En la previa, en las charlas de bar, las discusiones familiares y hasta en las siempre hostiles y poco objetivas redes sociales, el empate entre Boca y River en La Bombonera picaba en punta en boca de urna.
Un Boca con la cabeza absolutamente puesta en el duelo del próximo jueves ante Palmeiras por la CONMEBOL Libertadores y un River cuestionado, con dudas, con Demichelis en la mira y al que una derrota frente al Boca “muletto” le significaría un golpazo difícil de asimilar. El escenario para ese empate tan vaticinado era propicio. Un punto para cada lado, ninguno saldría demasiado herido y cada uno seguiría su camino casi sin rasguños.
Pero la tarde de La Boca tenía reservada otra historia. Ese remate de Enzo Pérez que se desvió un Rondón que literalmente intentó esquivar la pelota comenzó a escribir un triunfo de River que, a la larga, fue más que justificado.
Volviendo a la previa, ambos planteos sorprendieron. Almirón decidió tirar a la cancha un equipo íntegramente suplente (con la excepción de Chiquito Romero), mientras que Demichelis generó murmullos por algunas cuestiones de ese XI inicial. El Yacaré Herrera en el lateral (Simón lo venía haciendo ahí los últimos partidos) y el propio Rondón como única punta definido por sobre el colombiano Borja. Y los hinchas de River suspiraban no muy convencidos con la decisión del “Mister”.

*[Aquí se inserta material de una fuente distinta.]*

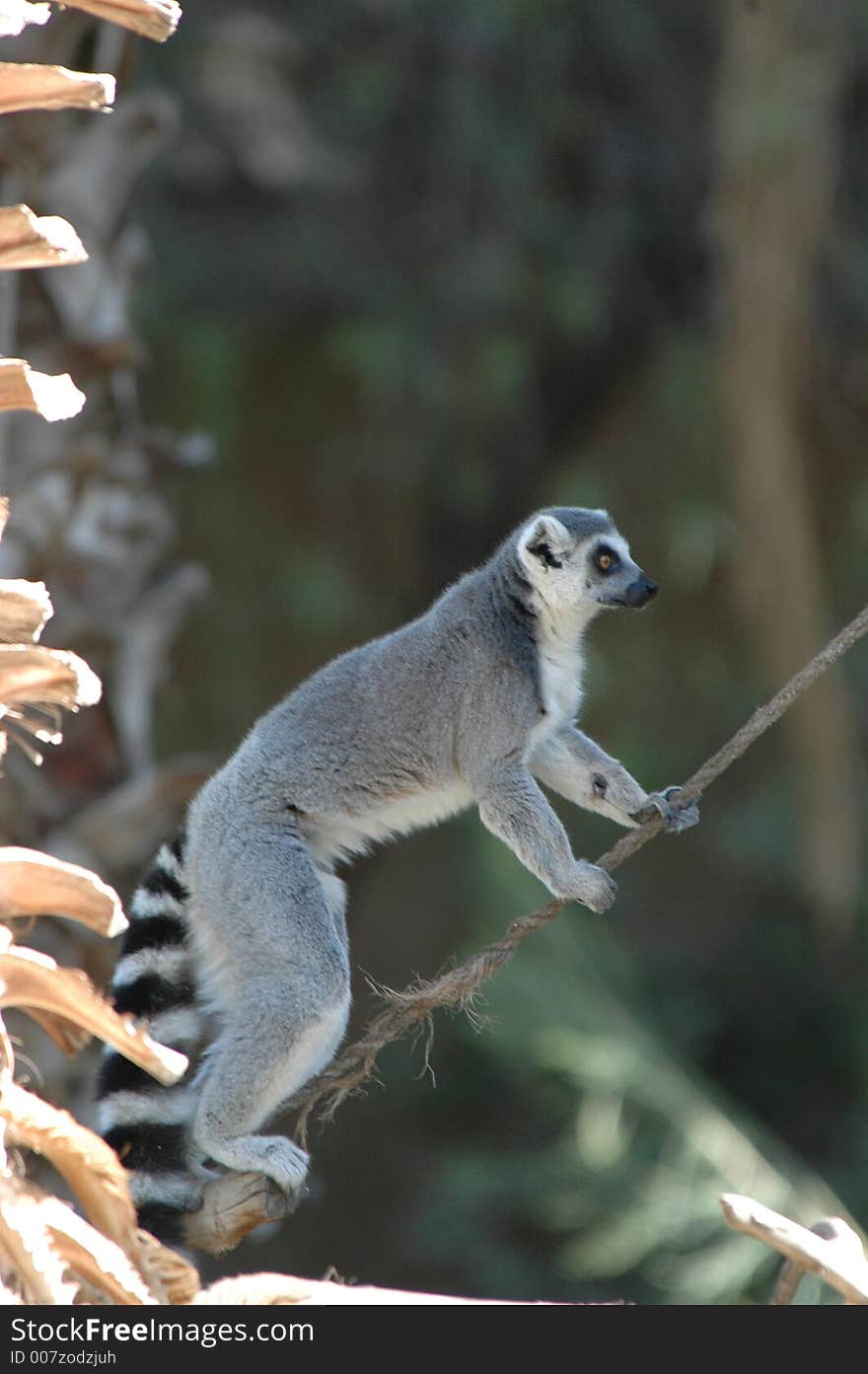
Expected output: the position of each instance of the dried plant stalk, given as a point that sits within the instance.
(28, 240)
(25, 608)
(36, 675)
(169, 1276)
(233, 1205)
(843, 1267)
(17, 14)
(27, 86)
(154, 20)
(34, 885)
(24, 389)
(34, 979)
(286, 1290)
(28, 1249)
(92, 1256)
(67, 1037)
(91, 1167)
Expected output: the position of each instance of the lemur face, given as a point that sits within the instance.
(574, 568)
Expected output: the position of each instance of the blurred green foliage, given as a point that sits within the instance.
(489, 286)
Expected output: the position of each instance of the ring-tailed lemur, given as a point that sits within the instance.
(474, 702)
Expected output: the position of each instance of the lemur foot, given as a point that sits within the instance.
(277, 1158)
(592, 887)
(676, 818)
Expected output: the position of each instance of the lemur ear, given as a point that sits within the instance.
(544, 542)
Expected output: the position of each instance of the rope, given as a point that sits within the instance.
(412, 1007)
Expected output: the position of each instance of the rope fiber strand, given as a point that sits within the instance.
(455, 988)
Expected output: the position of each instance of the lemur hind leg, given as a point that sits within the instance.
(280, 992)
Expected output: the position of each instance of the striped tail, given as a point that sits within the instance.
(144, 1121)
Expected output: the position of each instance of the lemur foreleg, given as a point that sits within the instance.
(577, 768)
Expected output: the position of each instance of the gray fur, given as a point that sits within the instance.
(472, 702)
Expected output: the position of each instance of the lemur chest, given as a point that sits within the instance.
(342, 835)
(560, 670)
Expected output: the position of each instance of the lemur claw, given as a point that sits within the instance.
(676, 818)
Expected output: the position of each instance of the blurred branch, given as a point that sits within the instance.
(25, 608)
(839, 1261)
(154, 20)
(28, 240)
(777, 133)
(24, 389)
(34, 884)
(286, 1290)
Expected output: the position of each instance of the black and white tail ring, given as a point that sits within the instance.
(143, 1120)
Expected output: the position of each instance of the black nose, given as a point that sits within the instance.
(640, 591)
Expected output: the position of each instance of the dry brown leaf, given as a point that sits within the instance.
(24, 389)
(36, 675)
(17, 14)
(25, 608)
(27, 86)
(167, 1272)
(92, 1256)
(34, 979)
(28, 240)
(28, 1248)
(91, 1167)
(35, 885)
(67, 1037)
(153, 18)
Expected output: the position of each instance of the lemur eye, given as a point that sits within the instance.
(606, 559)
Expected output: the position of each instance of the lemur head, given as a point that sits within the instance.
(577, 559)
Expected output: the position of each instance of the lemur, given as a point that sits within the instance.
(241, 921)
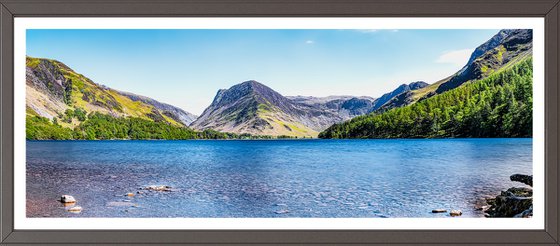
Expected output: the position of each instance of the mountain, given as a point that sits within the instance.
(499, 105)
(171, 111)
(503, 49)
(491, 96)
(56, 92)
(253, 108)
(346, 107)
(404, 88)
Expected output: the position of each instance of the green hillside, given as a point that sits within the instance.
(497, 106)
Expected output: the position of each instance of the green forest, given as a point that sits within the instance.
(497, 106)
(97, 126)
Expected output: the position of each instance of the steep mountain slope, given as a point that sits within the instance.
(503, 49)
(346, 107)
(404, 88)
(56, 92)
(251, 107)
(171, 111)
(497, 106)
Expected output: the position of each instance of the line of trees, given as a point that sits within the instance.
(497, 106)
(97, 126)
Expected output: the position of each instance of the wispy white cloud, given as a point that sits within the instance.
(377, 30)
(458, 57)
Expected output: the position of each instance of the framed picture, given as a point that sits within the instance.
(309, 122)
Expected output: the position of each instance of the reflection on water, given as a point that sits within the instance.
(277, 178)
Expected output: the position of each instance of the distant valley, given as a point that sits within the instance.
(63, 104)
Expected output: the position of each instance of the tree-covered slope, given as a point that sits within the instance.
(505, 48)
(53, 89)
(499, 105)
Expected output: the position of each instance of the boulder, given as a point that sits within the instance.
(526, 179)
(158, 188)
(67, 199)
(454, 213)
(75, 209)
(439, 210)
(283, 211)
(511, 202)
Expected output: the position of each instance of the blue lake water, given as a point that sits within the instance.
(272, 178)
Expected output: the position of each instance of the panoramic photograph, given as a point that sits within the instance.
(279, 123)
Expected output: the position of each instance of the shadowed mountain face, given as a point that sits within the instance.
(52, 88)
(503, 49)
(251, 107)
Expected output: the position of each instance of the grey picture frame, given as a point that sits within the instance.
(548, 9)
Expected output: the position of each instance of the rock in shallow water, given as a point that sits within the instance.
(76, 209)
(512, 202)
(283, 211)
(158, 188)
(454, 213)
(526, 179)
(67, 199)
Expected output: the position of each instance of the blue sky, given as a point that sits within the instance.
(186, 68)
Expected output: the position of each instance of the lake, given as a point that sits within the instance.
(271, 178)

Pero el tiempo (en este caso, apenas 90 minutos), le terminó dando la razón a Demichelis. Porque Rondón redondeó un buen partido, gol “involuntario” incluido, y porque Herrera, otra de las sorpresas, también se destacó cerrando su lateral y atacando en más de una ocasión.

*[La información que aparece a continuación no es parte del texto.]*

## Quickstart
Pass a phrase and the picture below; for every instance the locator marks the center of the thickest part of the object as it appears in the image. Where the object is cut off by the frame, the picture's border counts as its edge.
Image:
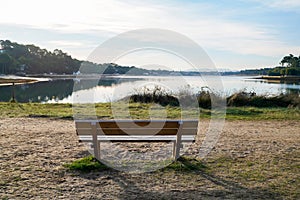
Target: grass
(86, 164)
(90, 163)
(142, 111)
(248, 172)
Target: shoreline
(279, 78)
(257, 162)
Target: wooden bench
(176, 131)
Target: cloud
(280, 4)
(205, 23)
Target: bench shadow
(131, 189)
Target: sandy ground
(33, 150)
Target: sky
(236, 34)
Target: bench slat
(136, 138)
(140, 131)
(136, 124)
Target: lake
(114, 88)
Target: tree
(290, 61)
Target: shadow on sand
(158, 185)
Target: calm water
(114, 88)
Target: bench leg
(96, 143)
(177, 143)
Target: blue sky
(240, 34)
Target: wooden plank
(137, 138)
(136, 124)
(87, 131)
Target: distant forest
(22, 59)
(290, 66)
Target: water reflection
(113, 88)
(52, 91)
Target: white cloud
(110, 17)
(281, 4)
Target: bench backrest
(136, 127)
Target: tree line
(290, 65)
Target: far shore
(279, 78)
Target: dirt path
(33, 150)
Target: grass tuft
(86, 164)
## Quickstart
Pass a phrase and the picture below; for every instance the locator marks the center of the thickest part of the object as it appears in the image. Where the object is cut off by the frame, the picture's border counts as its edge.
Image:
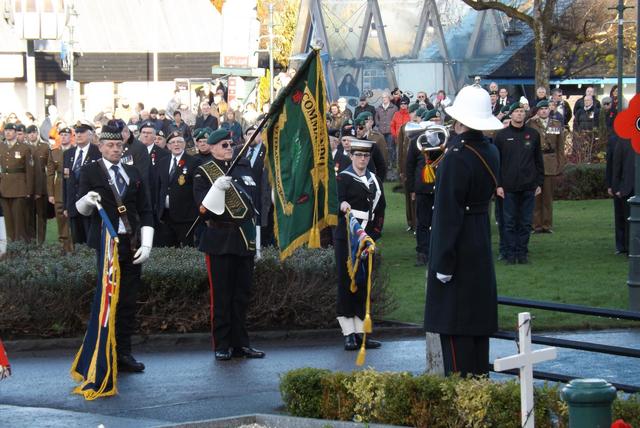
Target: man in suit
(174, 204)
(40, 150)
(74, 160)
(156, 154)
(228, 240)
(16, 183)
(55, 182)
(120, 188)
(552, 140)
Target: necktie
(78, 163)
(121, 185)
(174, 167)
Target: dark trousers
(621, 212)
(41, 206)
(498, 211)
(79, 226)
(230, 279)
(173, 234)
(517, 212)
(467, 355)
(130, 279)
(391, 148)
(424, 215)
(16, 214)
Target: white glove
(87, 203)
(146, 242)
(443, 278)
(223, 183)
(3, 237)
(214, 200)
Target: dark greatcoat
(461, 242)
(353, 191)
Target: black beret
(147, 124)
(218, 135)
(111, 132)
(174, 134)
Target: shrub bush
(425, 400)
(582, 181)
(46, 293)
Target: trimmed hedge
(582, 181)
(46, 293)
(425, 400)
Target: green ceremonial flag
(299, 160)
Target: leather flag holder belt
(122, 210)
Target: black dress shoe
(223, 355)
(247, 352)
(350, 343)
(126, 363)
(368, 344)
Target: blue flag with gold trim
(95, 365)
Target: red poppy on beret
(627, 123)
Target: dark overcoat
(461, 242)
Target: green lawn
(575, 265)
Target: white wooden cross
(524, 362)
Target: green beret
(218, 135)
(542, 104)
(363, 117)
(201, 133)
(430, 114)
(515, 106)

Luego de una primera mitad con amplia superioridad millonaria, Almirón movió el timón y tiró todo lo que tiene a la cancha. Así fue como Equi Fernández, Cristian Medina, el Colo Barco y hasta Cavani ingresaron al encuentro para intentar torcer la historia. Pero todo parecía juzgado. Ni siquiera la pirueta del viejo lobo uruguayo que infló la red iba a torcer el rumbo, porque primero Merlos y luego el VAR corroboraron ese milimétrico offside que dejó todo como estaba.
Fue victoria para River, alegría para sus hinchas, aire para Demichelis. Fue derrota de Boca, incertidumbre para sus hinchas y un llamado de atención enorme para Almirón. En pocos días, en Brasil, tendrá la chance de confirmar qué tan duro terminó siendo este golpe.